Way back in 2008 or so I used to ride the subway regularly to get to “the factory,” the original ChinesePod office. Every day as I got off the subway and exited the station, I’d see these “newspaper recycling people.” They were typically elderly, and they stood by the subway turnstiles, near the garbage cans, busily collecting the used newspapers of all the passengers that were already finished consuming their daily paper-based commute reading. The “newspaper recycling people” accumulated quite a stack of papers every morning.

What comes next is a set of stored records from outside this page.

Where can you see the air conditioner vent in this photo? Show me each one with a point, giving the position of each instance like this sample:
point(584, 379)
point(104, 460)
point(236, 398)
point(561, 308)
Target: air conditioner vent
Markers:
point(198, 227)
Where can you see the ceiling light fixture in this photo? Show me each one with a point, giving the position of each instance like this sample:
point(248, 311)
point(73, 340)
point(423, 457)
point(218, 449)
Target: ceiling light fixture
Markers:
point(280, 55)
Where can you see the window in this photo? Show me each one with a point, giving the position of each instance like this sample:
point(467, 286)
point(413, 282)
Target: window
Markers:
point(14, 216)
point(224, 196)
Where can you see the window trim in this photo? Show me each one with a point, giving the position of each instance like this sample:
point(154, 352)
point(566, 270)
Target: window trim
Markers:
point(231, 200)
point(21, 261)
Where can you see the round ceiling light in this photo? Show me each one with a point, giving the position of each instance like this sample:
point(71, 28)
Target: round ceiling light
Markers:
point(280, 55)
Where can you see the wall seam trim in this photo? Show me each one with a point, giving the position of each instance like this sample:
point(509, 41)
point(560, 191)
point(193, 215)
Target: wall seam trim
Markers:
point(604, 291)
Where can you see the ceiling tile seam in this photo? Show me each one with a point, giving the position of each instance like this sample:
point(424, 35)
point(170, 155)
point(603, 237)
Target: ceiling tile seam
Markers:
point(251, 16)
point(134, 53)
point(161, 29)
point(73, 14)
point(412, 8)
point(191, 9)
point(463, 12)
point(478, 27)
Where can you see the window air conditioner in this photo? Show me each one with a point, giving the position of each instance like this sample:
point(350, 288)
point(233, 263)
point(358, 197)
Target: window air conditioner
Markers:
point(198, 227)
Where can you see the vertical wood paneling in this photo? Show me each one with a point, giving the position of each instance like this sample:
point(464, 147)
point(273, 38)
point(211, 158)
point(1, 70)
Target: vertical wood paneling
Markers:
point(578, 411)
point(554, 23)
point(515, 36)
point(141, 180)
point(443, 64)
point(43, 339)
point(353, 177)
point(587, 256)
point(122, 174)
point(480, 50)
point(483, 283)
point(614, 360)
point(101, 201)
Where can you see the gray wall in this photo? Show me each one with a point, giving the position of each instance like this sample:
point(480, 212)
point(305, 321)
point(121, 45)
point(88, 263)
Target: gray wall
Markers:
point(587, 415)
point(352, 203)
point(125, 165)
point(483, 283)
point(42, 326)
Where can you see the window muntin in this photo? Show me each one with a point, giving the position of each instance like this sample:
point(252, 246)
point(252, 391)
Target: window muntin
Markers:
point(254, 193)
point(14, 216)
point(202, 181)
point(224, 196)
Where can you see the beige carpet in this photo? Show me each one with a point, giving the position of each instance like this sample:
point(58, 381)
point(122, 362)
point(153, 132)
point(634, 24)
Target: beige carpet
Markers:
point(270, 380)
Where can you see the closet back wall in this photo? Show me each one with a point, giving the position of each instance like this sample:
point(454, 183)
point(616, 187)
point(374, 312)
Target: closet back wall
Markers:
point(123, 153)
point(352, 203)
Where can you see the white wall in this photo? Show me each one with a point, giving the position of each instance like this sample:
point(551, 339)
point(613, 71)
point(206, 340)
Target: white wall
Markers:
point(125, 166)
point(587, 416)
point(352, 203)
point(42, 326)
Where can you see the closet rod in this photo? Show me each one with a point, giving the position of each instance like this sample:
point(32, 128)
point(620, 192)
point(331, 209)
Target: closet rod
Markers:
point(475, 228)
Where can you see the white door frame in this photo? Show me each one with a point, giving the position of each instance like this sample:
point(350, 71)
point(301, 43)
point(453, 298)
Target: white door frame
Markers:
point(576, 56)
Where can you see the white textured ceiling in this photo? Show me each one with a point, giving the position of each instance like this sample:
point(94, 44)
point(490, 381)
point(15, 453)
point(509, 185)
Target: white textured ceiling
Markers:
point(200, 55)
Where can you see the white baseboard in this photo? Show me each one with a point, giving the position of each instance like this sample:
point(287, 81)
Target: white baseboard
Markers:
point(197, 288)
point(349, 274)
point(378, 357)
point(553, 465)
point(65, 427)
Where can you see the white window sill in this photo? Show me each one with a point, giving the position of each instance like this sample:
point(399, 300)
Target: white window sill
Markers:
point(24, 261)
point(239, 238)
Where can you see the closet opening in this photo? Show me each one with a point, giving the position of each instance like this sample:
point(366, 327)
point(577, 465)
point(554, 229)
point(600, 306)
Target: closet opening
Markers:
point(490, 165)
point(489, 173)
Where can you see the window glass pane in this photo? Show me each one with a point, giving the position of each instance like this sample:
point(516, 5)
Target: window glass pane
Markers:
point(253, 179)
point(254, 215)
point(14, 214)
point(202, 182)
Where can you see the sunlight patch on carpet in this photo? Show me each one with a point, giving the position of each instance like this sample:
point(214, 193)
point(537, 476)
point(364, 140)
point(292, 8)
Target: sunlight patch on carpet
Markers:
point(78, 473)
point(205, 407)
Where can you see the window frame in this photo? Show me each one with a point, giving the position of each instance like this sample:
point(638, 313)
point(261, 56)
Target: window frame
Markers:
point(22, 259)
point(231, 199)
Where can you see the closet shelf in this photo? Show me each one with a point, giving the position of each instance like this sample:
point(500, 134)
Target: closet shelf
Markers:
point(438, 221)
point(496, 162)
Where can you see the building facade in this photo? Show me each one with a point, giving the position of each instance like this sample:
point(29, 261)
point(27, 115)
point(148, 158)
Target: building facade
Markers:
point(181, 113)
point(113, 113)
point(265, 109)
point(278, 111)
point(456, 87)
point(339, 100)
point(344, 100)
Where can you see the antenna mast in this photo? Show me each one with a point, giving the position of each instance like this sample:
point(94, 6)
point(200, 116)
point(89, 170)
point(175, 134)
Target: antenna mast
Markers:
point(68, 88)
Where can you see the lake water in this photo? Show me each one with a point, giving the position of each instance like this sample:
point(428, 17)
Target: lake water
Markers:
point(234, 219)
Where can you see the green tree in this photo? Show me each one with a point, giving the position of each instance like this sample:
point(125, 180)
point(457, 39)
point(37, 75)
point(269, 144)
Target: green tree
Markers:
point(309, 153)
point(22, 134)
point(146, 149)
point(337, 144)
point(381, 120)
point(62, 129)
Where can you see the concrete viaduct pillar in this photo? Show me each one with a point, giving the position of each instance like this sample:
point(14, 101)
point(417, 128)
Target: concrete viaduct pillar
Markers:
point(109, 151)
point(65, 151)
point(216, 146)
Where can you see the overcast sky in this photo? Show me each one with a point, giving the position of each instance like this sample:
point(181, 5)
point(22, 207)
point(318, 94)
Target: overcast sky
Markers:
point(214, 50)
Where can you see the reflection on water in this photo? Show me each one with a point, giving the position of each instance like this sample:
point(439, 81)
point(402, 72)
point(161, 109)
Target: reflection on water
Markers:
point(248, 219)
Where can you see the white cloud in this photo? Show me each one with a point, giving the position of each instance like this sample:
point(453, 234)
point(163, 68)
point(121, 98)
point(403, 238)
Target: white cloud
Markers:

I don’t ride the subway as much these days, but I noticed recently that these “newspaper recycling people” are still there, but they’re a lot less busy than before. They collect far fewer newspapers these days. I snapped a photo of one, tucking his meager bounty into his bag:

Sad Newspaper Recycling Man

Who needs a newspaper when you have the (censored) sum of the world’s knowledge and entertainment in the palm of your hand? Hopefully these enterprising older people can find a new way to make a few extra kuai.

“Correction Brother” is Hilarious

Over the CNY holiday a video of a Shandong guy trying to make a phone call with his in-vehicle voice dial went viral, and it is hilarious:

The guy has an accent, so his tones are a little off, but you can definitely make out the number he’s trying to dial with the help of the subtitles.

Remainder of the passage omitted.